The Gambia of 2026 is not a continuation of 2004. It is a transformed, evolving democracy grappling not with state-sponsored repression of the press, but with a far more complex and modern dilemma: the erosion of professional journalism standards in the digital age.
To ignore this shift is not merely an oversight—it is a disservice.
The IFJ’s recent posture, as rightly highlighted by Jallow, appears to conflate two fundamentally different concepts: state control and professional regulation. In doing so, it risks reducing a nuanced national conversation into a simplistic narrative of repression. This is not only inaccurate, but it undermines the very professionalism and fair play the IFJ claims to uphold.
Journalism, by its very nature, is not an unregulated free-for-all. Across credible democracies, it is guided by ethical codes, professional standards, and systems of accreditation—not imposed by governments, but shaped and enforced by the profession itself. That is the benchmark of serious journalism.
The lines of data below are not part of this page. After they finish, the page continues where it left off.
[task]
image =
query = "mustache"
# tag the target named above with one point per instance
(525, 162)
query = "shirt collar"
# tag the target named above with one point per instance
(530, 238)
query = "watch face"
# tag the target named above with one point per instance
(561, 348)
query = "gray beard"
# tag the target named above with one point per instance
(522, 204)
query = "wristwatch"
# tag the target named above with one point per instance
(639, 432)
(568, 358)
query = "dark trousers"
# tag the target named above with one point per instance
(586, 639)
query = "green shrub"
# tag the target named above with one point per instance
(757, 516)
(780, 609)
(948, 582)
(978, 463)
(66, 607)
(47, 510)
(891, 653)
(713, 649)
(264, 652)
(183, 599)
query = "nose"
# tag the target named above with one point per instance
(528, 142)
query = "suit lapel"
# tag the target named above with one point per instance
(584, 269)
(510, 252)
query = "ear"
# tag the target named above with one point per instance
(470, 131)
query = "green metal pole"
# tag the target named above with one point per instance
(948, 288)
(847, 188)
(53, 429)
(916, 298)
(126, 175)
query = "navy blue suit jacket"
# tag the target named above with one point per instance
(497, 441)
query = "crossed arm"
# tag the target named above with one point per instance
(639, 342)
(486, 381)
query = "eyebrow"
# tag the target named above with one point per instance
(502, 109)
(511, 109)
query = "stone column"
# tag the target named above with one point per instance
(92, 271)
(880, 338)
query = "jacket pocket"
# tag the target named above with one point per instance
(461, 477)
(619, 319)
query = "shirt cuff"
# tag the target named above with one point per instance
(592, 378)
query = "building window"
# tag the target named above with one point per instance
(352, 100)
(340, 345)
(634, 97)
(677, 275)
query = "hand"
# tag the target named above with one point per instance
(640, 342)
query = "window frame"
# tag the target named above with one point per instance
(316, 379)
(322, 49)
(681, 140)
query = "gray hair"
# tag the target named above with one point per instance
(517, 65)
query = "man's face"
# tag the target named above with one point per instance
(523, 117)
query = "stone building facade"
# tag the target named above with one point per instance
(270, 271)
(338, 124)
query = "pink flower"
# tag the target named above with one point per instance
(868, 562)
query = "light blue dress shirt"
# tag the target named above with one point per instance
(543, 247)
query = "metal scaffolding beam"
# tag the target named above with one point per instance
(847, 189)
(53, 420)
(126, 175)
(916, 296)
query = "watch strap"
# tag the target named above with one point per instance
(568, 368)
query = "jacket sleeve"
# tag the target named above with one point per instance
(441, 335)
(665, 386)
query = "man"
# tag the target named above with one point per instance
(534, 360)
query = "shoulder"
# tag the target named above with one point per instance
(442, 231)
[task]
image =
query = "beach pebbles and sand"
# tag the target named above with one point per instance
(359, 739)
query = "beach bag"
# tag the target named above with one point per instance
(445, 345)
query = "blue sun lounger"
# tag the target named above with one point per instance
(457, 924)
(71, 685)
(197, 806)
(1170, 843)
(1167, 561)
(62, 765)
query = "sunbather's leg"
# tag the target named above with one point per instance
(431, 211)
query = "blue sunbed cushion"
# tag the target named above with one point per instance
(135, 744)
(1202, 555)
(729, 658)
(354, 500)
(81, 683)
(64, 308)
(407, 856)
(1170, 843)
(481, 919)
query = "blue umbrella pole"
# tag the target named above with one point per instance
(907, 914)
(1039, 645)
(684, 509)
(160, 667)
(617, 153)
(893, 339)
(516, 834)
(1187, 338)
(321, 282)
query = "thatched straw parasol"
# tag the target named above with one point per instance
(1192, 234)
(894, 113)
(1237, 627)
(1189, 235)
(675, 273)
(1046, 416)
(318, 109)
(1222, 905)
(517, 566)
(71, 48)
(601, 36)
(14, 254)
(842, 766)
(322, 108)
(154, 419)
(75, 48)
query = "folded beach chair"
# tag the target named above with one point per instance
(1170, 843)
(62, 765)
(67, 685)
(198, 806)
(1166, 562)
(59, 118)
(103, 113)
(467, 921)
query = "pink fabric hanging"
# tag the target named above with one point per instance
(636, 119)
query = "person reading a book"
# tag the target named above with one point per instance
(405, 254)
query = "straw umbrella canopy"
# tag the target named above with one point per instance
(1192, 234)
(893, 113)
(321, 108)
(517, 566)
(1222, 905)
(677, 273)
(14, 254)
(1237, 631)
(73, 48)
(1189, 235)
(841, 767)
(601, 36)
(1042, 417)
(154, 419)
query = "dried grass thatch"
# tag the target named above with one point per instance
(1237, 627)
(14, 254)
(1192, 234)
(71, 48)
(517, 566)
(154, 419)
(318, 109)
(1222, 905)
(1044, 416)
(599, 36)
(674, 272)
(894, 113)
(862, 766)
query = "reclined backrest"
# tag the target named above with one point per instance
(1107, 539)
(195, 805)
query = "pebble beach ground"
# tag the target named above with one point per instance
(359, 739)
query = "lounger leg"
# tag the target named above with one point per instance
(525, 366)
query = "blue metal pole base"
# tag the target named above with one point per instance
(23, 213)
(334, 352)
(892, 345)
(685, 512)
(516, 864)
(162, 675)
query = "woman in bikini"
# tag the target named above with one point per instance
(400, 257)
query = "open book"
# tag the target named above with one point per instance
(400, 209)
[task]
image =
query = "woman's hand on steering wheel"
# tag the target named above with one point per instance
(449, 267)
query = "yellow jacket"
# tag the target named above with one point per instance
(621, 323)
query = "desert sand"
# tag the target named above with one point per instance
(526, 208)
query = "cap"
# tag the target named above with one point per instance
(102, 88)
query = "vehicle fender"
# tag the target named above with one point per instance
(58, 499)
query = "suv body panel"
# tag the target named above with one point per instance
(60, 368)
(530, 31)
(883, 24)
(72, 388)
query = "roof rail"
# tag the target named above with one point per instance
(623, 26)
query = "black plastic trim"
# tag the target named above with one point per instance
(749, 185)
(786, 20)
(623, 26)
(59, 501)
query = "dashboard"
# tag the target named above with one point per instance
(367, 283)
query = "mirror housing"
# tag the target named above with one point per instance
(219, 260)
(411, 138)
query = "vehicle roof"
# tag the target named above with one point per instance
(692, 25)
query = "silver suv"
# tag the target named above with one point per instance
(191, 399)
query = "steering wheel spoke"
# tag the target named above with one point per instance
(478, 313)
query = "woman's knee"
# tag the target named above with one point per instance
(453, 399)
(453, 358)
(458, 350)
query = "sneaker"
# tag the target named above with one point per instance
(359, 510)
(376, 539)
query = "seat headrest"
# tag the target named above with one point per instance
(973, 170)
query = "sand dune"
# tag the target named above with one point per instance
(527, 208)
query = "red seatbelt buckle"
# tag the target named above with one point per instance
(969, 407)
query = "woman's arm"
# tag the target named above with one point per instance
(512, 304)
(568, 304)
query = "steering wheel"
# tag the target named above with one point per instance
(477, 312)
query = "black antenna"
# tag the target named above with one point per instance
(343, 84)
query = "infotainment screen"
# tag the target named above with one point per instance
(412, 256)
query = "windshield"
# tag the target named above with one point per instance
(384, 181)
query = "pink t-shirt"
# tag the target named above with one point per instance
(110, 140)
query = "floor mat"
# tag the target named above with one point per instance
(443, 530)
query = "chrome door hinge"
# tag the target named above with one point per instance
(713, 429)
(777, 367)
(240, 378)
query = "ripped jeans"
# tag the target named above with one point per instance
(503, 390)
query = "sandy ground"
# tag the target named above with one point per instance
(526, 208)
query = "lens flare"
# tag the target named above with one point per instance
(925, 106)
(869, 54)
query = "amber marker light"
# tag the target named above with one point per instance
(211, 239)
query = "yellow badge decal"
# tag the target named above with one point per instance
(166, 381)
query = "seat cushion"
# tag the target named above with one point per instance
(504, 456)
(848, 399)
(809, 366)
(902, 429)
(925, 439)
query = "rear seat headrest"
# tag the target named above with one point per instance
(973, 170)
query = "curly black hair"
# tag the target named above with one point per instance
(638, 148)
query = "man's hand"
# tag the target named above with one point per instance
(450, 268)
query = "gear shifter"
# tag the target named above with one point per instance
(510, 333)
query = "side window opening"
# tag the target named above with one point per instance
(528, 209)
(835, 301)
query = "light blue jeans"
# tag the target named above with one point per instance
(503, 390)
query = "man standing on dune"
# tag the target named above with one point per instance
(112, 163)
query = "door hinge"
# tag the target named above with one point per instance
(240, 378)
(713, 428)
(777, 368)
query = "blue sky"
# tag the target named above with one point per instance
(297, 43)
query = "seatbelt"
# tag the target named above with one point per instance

Yet in The Gambia today, the landscape tells a different story. The democratization of media—while empowering—has also opened the floodgates to a troubling phenomenon: the collapse of distinction between trained journalists and unverified voices. Activists, influencers, and opportunists now operate under the banner of journalism, often without adherence to ethics, accountability, or factual rigor.
This is the decadence that must be confronted.
Freedom of expression must never be mistaken for freedom from responsibility. A society where “everyone with internet access” can publish, broadcast, and declare “breaking news” without verification is not the pinnacle of democracy—it is a breeding ground for misinformation, reputational harm, and public distrust.
If the IFJ is truly committed to the principles of professionalism, ethical journalism, and fairness, then it must engage with this reality. It must acknowledge that the greatest threat to Gambian journalism today is not state suppression, but the internal dilution of standards.
And this is where the IFJ must do better.
Before issuing sweeping condemnations, international bodies have a duty to be adequately informed, contextually grounded, and intellectually rigorous. Reaction without reflection risks not only misrepresentation but also the alienation of the very institutions they seek to support.
The Gambia does not need outdated advocacy rooted in a past it has worked hard to overcome. It needs informed partnership—one that recognizes progress while constructively engaging with present challenges.
Jallow’s argument is not a rejection of international solidarity. It is a call for its evolution.
A credible IFJ response would not reflexively oppose regulation, but would instead champion a balanced framework: defending press freedom while supporting profession-led accreditation, ethical enforcement, and institutional strengthening. That is the model that sustains journalism in mature democracies—and it is the model The Gambia deserves to pursue.
The message is clear: solidarity must not be static. It must grow, adapt, and respond to reality.
The Gambia has moved forward. Its partners must do the same.
Anything less is not support—it is stagnation disguised as advocacy.